CLAUDETTE_CODER_NUM_CTX 49152 Coder context window. Drop to 16384 on 32 GB RAM boxes.
CLAUDETTE_CODER_NUM_PREDICT 12288 Max output tokens the coder can emit in one call.
CLAUDETTE_VALIDATE_CODE true Enable/disable Codet auto-validation after generate_code.

Tokens (per-tool)

Variable Purpose
BRAVE_API_KEY Brave Search API key — required for web_search.
GITHUB_TOKEN GitHub PAT — required for the github tool group. Falls back to CLAUDETTE_GITHUB_TOKEN if unset.
TELEGRAM_BOT_TOKEN Bot token from @BotFather — required for --telegram.
CLAUDETTE_GOOGLE_CLIENT_ID Google OAuth client ID — required for --auth-google + the Calendar / Gmail tool groups. Falls back to GOOGLE_CLIENT_ID, or to ~/.claudette/secrets/google_oauth_client.json.
CLAUDETTE_GOOGLE_CLIENT_SECRET Google OAuth client secret. Same fallback chain as the client ID.
VESTIGE_API_BASE Override for the vestige.fi Algorand API (markets group).

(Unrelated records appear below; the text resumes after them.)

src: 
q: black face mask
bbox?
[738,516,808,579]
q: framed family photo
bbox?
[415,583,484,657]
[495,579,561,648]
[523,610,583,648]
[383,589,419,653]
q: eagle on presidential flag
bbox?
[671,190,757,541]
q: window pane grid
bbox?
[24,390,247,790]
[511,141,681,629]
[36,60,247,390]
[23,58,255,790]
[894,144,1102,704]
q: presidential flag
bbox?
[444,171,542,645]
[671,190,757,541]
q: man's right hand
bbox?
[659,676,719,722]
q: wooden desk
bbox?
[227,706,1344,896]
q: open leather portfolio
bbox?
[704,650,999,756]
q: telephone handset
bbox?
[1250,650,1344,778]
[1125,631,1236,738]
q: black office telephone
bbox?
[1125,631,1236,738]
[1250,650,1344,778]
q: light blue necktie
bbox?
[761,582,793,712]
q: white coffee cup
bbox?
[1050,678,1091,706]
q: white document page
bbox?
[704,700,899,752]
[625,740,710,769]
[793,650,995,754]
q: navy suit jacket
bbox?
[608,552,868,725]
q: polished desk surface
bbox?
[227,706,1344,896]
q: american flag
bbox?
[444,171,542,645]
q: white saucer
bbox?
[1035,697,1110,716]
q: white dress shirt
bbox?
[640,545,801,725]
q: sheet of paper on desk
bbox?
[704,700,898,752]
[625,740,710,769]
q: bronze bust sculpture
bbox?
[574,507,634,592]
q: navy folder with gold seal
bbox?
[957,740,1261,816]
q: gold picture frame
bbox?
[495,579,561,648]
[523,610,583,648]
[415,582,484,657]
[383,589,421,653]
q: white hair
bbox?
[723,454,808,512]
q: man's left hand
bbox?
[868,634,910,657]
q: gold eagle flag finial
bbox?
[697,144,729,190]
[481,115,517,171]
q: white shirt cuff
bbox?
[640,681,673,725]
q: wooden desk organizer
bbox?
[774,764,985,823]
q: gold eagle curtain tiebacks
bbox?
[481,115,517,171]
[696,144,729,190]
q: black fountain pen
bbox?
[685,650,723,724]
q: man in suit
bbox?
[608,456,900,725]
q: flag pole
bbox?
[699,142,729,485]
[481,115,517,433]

All tokens also support file-based fallback: save them to ~/.claudette/secrets/<name>.token (for example github.token, telegram.token, brave.token). Environment variables win over files when both are present.

Voice

Variable Default Purpose
CLAUDETTE_WHISPER_BIN whisper-cli on PATH Path to the whisper.cpp binary.
CLAUDETTE_WHISPER_MODEL ~/.claudette/models/ggml-large-v3-turbo.bin Path to the Whisper GGML model file.

Cross-session recall

Variable Default Purpose
CLAUDETTE_RECALL_DISABLE unset Set to 1 to disable post-turn recall indexing entirely (privacy / no embed model available).
CLAUDETTE_RECALL_MODEL nomic-embed-text Embed model id. Under CLAUDETTE_OPENAI_COMPAT=1, set to whatever embedding model you've loaded in LM Studio (e.g. text-embedding-nomic-embed-text-v1.5).
CLAUDETTE_RECALL_DB ~/.claudette/recall.sqlite Override the recall DB path (mostly useful in tests).

Sub-agent tuning

Variable Default Purpose
CLAUDETTE_RESEARCHER_MODEL inherits brain Override the Researcher agent's model.
CLAUDETTE_GITOPS_MODEL inherits brain Override the GitOps agent's model.
CLAUDETTE_RESEARCHER_MAX_ITER 10 Hard cap on Researcher tool calls per delegation.
CLAUDETTE_GITOPS_MAX_ITER 8 Hard cap on GitOps tool calls per delegation.
CLAUDETTE_TELEGRAM_CHAT unset Comma-separated chat-ID allowlist for Telegram bot.

Storage layout

~/.claudette/
├── notes/                       # Markdown notes (ISO-timestamped, optional tags)
├── files/                       # Sandboxed scratch dir for write_file/generate_code
├── sessions/
│   ├── last.json                # Auto-saved REPL session
│   └── <name>.json              # Named sessions via /save
├── secrets/
│   ├── github.token             # GitHub PAT (plain text)
│   ├── telegram.token           # Telegram bot token
│   ├── brave.token              # Brave Search API key
│   └── telegram_chat.id         # Auto-persisted Telegram chat IDs (one per line)
├── models/
│   └── ggml-large-v3-turbo.bin  # Whisper model (download separately)
├── todos.json                   # Task list
├── models.toml                  # Optional model-config overlay (preset + per-role overrides)
├── fallback.jsonl               # Auto-fallback event log (one JSON line per escalation)
├── .env                         # Persistent env-var overrides
└── CLAUDETTE.MD                 # Optional user memory (800-char cap, loaded into system prompt)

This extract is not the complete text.